Piccadilly Cafeterias (“Piccadilly”) is one of the largest cafeteria restaurant chains in the United States and is the dominant one in the Southeastern and Mid-Atlantic regions. Founded in 1944, Piccadilly currently operates 130 cafeterias in 15 states. The Company generated approximately $260 million in net sales in the first twelve months following acquisition.
Piccadilly serves a diverse customer base consisting of families, friends, co-workers, senior citizens, couples and students. The Company’s patrons enjoy a wide selection of healthy, freshly-prepared, home-cooked style meals at value-oriented prices. Piccadilly Cafeterias are open for lunch and dinner seven days a week. Each cafeteria general manager has the ability to vary the menu to include local and seasonal favorites from the Company’s extensive selection of proprietary recipes. Piccadilly’s corporate headquarters is located in Baton Rouge, Louisiana and system wide currently employs approximately 6,000 employees.
Investment Considerations Were:
The Acquisition Process:
On October 29, 2003, (the “Petition Date”) Piccadilly Restaurant, Inc. (the Debtor) filed a voluntary petition for relief under Chapter 11 of the United States Bankruptcy Code in the Southern District of Florida (Case No. 03-27976-BKC-RBR) (the “Bankruptcy Court”), Judge Raymond B. Ray presiding.
In conjunction with the Chapter 11 filing, Piccadilly Cafeterias, Inc entered into an Asset Purchase Agreement, as amended (the “APA”) with Piccadilly Acquisition Corporation (the “Stalking Horse”) to sell substantially all of its assets for $54 million in cash, subject to certain adjustments. The APA authorizes the Debtor to solicit higher and better bids for the assets pursuant to sale and auction procedures approved by the Court. On December 10, 2003, the Bankruptcy Court approved such auction and sale procedures.
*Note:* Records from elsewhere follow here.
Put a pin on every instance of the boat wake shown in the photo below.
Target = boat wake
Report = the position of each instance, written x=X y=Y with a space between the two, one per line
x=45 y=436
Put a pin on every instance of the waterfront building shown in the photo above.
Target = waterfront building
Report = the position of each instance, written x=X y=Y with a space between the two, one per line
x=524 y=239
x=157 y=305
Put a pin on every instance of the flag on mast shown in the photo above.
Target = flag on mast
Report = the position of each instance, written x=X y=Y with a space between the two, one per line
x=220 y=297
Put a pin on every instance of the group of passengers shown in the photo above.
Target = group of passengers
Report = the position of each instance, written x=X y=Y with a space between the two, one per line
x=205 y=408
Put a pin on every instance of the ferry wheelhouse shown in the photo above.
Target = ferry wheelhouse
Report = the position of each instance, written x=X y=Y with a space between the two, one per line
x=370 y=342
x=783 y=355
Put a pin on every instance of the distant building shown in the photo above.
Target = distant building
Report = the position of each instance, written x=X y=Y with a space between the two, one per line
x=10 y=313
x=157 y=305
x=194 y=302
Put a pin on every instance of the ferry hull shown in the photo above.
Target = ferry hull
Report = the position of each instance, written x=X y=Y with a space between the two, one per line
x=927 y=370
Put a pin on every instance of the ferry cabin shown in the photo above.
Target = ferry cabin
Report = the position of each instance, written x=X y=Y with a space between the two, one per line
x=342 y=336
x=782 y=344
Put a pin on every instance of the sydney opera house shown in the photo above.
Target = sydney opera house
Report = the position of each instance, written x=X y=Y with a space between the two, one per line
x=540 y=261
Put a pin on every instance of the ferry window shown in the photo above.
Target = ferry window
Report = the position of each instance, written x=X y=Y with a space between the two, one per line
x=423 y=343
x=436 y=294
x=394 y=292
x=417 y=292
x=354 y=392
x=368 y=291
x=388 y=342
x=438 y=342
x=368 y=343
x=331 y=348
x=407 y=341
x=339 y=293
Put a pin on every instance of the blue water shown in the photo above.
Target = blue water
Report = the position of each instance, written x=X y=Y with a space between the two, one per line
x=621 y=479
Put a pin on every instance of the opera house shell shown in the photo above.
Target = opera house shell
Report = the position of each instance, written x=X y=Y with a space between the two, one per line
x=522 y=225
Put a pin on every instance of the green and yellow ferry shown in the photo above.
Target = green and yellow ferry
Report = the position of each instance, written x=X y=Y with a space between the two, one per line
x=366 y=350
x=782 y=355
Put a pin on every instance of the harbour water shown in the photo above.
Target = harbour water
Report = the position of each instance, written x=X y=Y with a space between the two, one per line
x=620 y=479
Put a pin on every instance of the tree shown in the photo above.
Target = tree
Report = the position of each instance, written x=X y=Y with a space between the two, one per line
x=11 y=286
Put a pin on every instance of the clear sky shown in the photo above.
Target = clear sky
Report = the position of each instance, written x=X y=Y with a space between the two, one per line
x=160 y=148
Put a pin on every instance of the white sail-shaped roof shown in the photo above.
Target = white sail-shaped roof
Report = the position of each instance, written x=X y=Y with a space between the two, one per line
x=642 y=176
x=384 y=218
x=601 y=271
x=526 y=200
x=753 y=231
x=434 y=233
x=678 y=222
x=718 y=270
The approved sale procedures and the outcome are summarized as follows:
Alternate bids had to be submitted not later than 4:00 p.m. Prevailing Eastern Time on February 6, 2004 (the “Bid Deadline”) in the minimum amount of $55,820,000 (subject to the closing price adjustments and assumption of liabilities in the APA), which PRIG and Yucaipa submitted.
Alternative bidders had to provide an earnest money deposit by cashiers’ check or wire transfer to Seller’s counsel in the amount of $1,620,000, and satisfy certain other requirements detailed in the Amended Bid Procedures Order, and deliver the New Alternate Buyer Escrow Agreement, to become a “Qualified Bidder”, which PRIG delivered.
PRIG and Yucaipa became a Qualified Bidder by the Bid Deadline, and an auction was held on February 11, 2004 in the Miami offices of Berger Singerman, counsel to the Debtor.
PRIG and Yucaipa successfully won the bid by outbidding H.I.G.
PRIG and Yucaipa’s winning bid was $80,000,000 ($67,000,000 Cash and $13,000,000 of assumed Liabilities).
A Bankruptcy Court hearing was held on February 13, 2004 to seek court approval for PRIG and Yucaipa’s bid at the auction.
PRIG and Yucaipa received Bankruptcy Court approval on February 13, 2004.
PRIG and Yucaipa closed on the transaction on March 16, 2004.
Note: THIS IS ONLY A SUMMARY, which includes certain projections with respect to the anticipated future performance of Piccadilly. Such projections represent predictions of future events based on various assumptions concerning anticipated results, which may or may not be correct, and should not be relied upon to indicate the actual results that will be obtained.